Beer makes an appearance in cocktails and desserts, such as the Dark & Stormy with rum, Hum botanical liqueur and ginger beer ($11) and pumpkin ice cream crafted with Terrapin Pumpkinfest beer ($5).

Alcaide eventually will depart to open a restaurant across from City Hall in Pompano Beach with Tryst co-owner Butch Johnson in the spring.

"The town is looking to invigorate that part of town. It's less seasonal than Boca and Delray. It reminds me of Delray in the early '90s," Alcaide says.

Big City Tavern, 609 E. Las Olas Blvd., Fort Lauderdale, 954-727-0307; City Oyster, 213 E. Atlantic Ave., Delray Beach, 561-272-0220;

These two locations of Big Time Restaurant Group have unveiled new cocktails and expanded the lunch-heavy weekend brunch menu to put the "b" into brunch with more breakfast choices.

The menus are slightly different at each location, but both offer truck-stop cinnamons ($4), an eye-pleasing Dutch baby pancake ($11 in Delray; $12 in Fort Lauderdale) and cage-free sunny-side-up eggs with toast and jam ($12 in Delray; $10 in Fort Lauderdale). Crème brûlée-stuffed French toast ($13) and a breakfast panini ($11.50) are exclusive to Delray. In Fort Lauderdale, you'll find peanut butter-and-jelly pancakes with bacon butter ($12), banana Nutella French toast ($13) and porchetta hash with soft-boiled egg and hollandaise ($11).

For weekday lunch in Fort Lauderdale, a "limited edition" grilled cheese of the day ($14) offers twists on the ooey-gooey classic sandwich, such as shaved rib eye with caramelized onions, provolone and horseradish mayo, or even fried green tomato with housemade bacon. The catch: You must arrive early because only a dozen are made each day.

The new rounds of cocktails also vary by location. Bestsellers in Delray are Citrus Fizz with gin and St. Germain liqueur and Huckleberry Lemonade with vodka (both $9). In Fort Lauderdale, beer cocktails is a new category among the 20 new drinks, such as Drunk by Chocolate with chocolate stout and bourbon ($9) and Caramel Apple with caramel cream ale and apple cider ($6.50).

Red Cow

1025 N. Federal Highway, Fort Lauderdale, 954-652-1524,

This western-themed spot with saddle bar stools and fire-engine red chairs has launched Sunday brunch after opening four months ago.
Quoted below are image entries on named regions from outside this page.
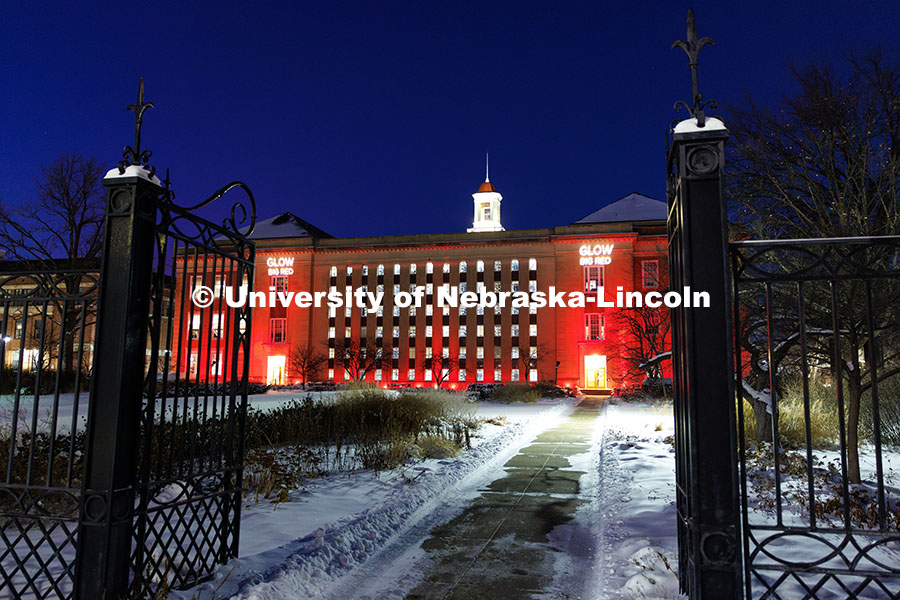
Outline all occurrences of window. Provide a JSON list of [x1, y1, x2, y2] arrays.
[[269, 319, 287, 344], [584, 265, 604, 293], [584, 313, 606, 340], [641, 260, 659, 288]]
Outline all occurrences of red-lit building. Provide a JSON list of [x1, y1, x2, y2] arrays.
[[184, 172, 669, 390]]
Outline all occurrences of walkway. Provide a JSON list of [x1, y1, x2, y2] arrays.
[[407, 400, 605, 600]]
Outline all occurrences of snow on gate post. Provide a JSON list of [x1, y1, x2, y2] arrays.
[[667, 11, 743, 600]]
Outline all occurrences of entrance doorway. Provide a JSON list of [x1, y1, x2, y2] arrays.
[[266, 356, 284, 385], [584, 354, 606, 390]]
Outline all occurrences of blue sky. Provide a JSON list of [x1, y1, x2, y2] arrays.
[[0, 0, 900, 236]]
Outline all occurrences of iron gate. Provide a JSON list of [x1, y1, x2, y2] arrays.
[[731, 236, 900, 598], [0, 81, 256, 599]]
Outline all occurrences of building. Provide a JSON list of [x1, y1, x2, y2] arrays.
[[183, 171, 667, 390]]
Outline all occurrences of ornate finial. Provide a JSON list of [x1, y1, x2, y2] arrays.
[[672, 9, 718, 127], [119, 77, 156, 177]]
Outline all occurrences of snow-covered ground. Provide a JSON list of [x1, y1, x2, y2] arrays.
[[173, 395, 573, 599]]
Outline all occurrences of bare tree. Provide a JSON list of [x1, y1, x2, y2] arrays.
[[335, 339, 384, 381], [425, 356, 457, 388], [728, 51, 900, 482], [290, 344, 327, 386]]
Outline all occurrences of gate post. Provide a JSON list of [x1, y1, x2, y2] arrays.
[[75, 80, 163, 600], [668, 12, 743, 600]]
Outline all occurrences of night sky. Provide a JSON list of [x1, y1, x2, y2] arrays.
[[0, 0, 900, 236]]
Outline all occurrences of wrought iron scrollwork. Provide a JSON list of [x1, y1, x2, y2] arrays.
[[119, 77, 156, 177], [672, 9, 718, 127]]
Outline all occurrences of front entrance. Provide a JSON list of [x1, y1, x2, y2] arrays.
[[584, 354, 606, 390], [266, 356, 284, 385]]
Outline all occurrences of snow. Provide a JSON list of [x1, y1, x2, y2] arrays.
[[675, 117, 725, 133], [572, 192, 668, 225], [172, 394, 573, 600], [103, 165, 162, 187]]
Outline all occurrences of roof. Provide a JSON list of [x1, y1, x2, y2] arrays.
[[572, 192, 668, 225], [241, 212, 334, 240]]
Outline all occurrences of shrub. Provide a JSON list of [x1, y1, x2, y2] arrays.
[[490, 383, 541, 404]]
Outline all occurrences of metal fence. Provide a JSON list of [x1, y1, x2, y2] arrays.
[[730, 236, 900, 598]]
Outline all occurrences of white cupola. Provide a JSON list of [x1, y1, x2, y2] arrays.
[[467, 155, 503, 233]]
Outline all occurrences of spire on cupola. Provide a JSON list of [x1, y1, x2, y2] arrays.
[[467, 154, 503, 233]]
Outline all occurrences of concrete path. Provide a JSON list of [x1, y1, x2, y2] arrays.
[[407, 400, 605, 600]]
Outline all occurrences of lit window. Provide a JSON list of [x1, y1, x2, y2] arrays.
[[584, 313, 606, 340], [641, 260, 659, 288], [270, 275, 287, 293], [584, 265, 605, 293]]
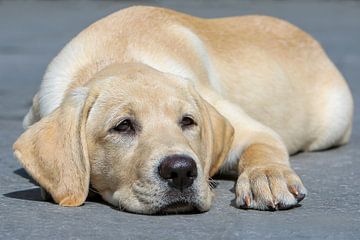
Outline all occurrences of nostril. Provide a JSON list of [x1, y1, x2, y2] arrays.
[[159, 155, 197, 191], [186, 171, 197, 177], [170, 172, 178, 178]]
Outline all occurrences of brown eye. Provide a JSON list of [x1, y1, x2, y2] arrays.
[[112, 119, 135, 133], [180, 116, 197, 129]]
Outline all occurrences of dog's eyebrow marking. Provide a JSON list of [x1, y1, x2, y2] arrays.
[[173, 26, 223, 95]]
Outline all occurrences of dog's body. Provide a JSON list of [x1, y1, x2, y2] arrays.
[[15, 7, 353, 213]]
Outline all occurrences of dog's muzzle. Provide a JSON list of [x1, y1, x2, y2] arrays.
[[158, 155, 197, 192]]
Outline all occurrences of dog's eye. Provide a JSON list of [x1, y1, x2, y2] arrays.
[[180, 116, 197, 129], [112, 119, 135, 133]]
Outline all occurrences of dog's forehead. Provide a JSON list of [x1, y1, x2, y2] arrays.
[[88, 65, 196, 120]]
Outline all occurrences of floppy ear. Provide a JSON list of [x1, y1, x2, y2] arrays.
[[13, 88, 95, 206], [203, 100, 234, 176]]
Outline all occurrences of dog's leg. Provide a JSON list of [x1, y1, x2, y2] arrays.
[[200, 91, 306, 210], [23, 94, 41, 129]]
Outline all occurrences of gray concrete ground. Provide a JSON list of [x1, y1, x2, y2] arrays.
[[0, 0, 360, 239]]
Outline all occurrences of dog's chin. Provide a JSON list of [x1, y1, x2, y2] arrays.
[[158, 201, 200, 214]]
The menu includes a few dinner favorites such as jalapeno cheddar sausage ($5) and iron-skillet cornbread made with creamed corn ($2), which is also sliced to make the new French toast sticks served with maple butter ($9).

"We try to have fun with it. You look at it and laugh and enjoy it for what it is," co-owner Elliot Wolf says. "Everything is made in-house, and we have a smoker and super talented guys."

The in-house meats are fashioned into breakfast egg specialties such as bacon-ham or porkstrami Benedict ($12), sunrise arepa with chorizo and pico de gallo ($12) and Smoke and Fire sandwich with bacon, grilled avocado and smoked tomato sriracha aioli ($11). The standout cowboy cakes are fried patties of a loaded mashed potato with ranch seasoning ($3).

It's not all meat, though. Shrimp star in the country rock egg scramble with spinach and smoked gouda ($15), or sweeten it up with grapefruit brûlée with a side of cottage cheese and berries ($6), the PB&J waffle ($10) or the iron-skillet crepes with cinnamon apples ($10).